Тория бледно усмехнулась. Больше всего на свете аптекари боятся
"истории с ядом"; будем же надеяться, что имя нашего добряка не всплывет в
связи с безвременной кончиной госпожи Тории Солль...
Она выронила флакон; за темным стеклом тяжело качнулась волна густой
вязкой жидкости. Небо, больше половины...
Темная вода на дне пруда. Глинистое дно; поднимая в воде струи серой
глины, топают маленькие босые ноги. Теплая грязь продавливается между
розовыми пальцами; только ноги, выше колен - солнечные блики на
поверхности пруда да иногда - мокрый подол детского платьица...
На дне полно узловатых корней. Так легко наступить на острое,
поранить, замутить и без того мутную воду твоей, девочка, кровью...
Она содрогнулась. Протянула руку, чтобы остановить - и тогда только
опомнилась. Бред. Нет никакого пруда; то было летом, когда смеялся
Эгерт...
Нету пруда. Есть Алана, о которой она даже не вспомнила все эти дни.
Ее девочка. Ее дочь.
Она оделась - по привычке бесшумно, хоть и некого было будить. Взяла
свечку и вышла в предрассветный полумрак спящего дома.

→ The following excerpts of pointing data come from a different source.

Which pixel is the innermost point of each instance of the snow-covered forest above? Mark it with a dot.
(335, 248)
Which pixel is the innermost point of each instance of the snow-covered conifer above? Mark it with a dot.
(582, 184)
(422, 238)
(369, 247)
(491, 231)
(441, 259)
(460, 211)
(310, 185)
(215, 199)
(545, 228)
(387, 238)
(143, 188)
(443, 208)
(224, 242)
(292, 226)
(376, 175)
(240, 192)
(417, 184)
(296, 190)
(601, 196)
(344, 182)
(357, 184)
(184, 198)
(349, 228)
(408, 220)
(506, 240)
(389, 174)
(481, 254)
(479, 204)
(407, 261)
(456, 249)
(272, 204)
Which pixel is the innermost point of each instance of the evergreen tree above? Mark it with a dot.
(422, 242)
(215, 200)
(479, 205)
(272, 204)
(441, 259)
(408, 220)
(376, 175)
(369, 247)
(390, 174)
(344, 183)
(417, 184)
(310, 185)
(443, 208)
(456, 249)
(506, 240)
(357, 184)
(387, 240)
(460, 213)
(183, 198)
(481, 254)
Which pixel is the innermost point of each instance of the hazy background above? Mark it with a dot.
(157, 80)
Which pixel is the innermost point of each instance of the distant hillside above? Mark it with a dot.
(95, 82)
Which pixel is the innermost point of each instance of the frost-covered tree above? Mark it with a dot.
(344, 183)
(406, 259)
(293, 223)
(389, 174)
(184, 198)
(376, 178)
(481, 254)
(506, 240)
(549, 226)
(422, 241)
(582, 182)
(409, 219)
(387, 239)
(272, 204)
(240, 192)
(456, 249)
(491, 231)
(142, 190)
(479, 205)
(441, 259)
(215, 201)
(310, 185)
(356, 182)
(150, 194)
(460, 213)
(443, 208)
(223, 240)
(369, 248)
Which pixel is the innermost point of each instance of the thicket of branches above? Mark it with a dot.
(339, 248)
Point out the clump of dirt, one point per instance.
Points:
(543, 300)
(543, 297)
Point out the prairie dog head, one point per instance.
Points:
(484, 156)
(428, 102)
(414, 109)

Нянька сопела в первой комнате от входа; неслышно ступая, Тория
обогнула вздымающееся одеяло, отодвинула тяжелую занавеску и вошла в
теплые запахи детской.
Кроватка стояла под сереющим окном; прикрыв свечу ладонью, Тория
смотрела на утонувшую в подушке темноволосую голову - и рядом еще одну,
фарфоровую, кукольную, с выпученными бессонными глазами.
Там, в ее комнате, остался наполовину полный флакон... Будь проклята
ее слабость.
Тория длинно, со всхлипом вздохнула. Алана вздрогнула; еще не
проснувшись, приподнялась на локте, приоткрыла рот, готовясь заплакать.
Распахнула удивленные глаза:
- Мама?!
Закусив губу, Тория опустилась на кроватку. Схватила дочь в объятия,
сжала, изо всех сил вдыхая ее запах, запах волос и сорочки, ладоней, кожи,
локтей и подмышек, чувствуя губами щеточки ресниц и полоски бровей. Кукла
грохнулась на пол; Алана сдавленно вскрикнула, и, на секунду
отстранившись, Тория увидела перепуганные, полные слез глаза:
- Мамочка... А папа... А... Луар вернулся, да?
Нянька стояла в дверях. Подол ее рубашки колыхался над самым полом.
Гезина повздорила с Флобастером - тот не без оснований счел, что ее
новая дружба, переросшая в пылкую любовь, мешает работе. В самом деле,
Гезина повадилась возвращаться перед самым спектаклем и после
представления сразу же исчезать. Такое положение вещей не устраивало
Флобастера, который нервничал и злился, утрачивая мельчайшую частичку
власти; такое положение не устраивало и меня, потому что кому же охота
делать чужую работу и возиться с костюмами за двоих?
Скандал вышел громкий - Гезина, видимо, изрядно осмелела в объятьях
своего горожанина и потому не побоялась пригрозить, что, мол, вообще
оставит труппу, выйдет замуж и плевала на нас на всех. Флобастер, от такой
наглости на секунду потерявший дар речи, вдруг сделался тише сахарной ваты
и елейным голосом предложил Гезине проваливать сию же секунду. Дивная
блондинка ценила себя высоко и верила в столь же высокую оценку
окружающих, поэтому легкость, с которой Флобастер согласился ее отпустить,
повергла Гезину в шок. Грозные посулы сменились всхлипами, потом звонким
ревом, потом истерикой; безжалостный Флобастер не допустил ни толики
снисхождения - Гезина была самым жестоким образом водворена на подобающее
место. Для пользы дела, разумеется.
Притихшая героиня старательно отыграла представление, помогла мне
убрать костюмы - и уже вечером, пряча глаза, явилась к Флобастеру с
нижайшей просьбой: только на ночь... Последний раз...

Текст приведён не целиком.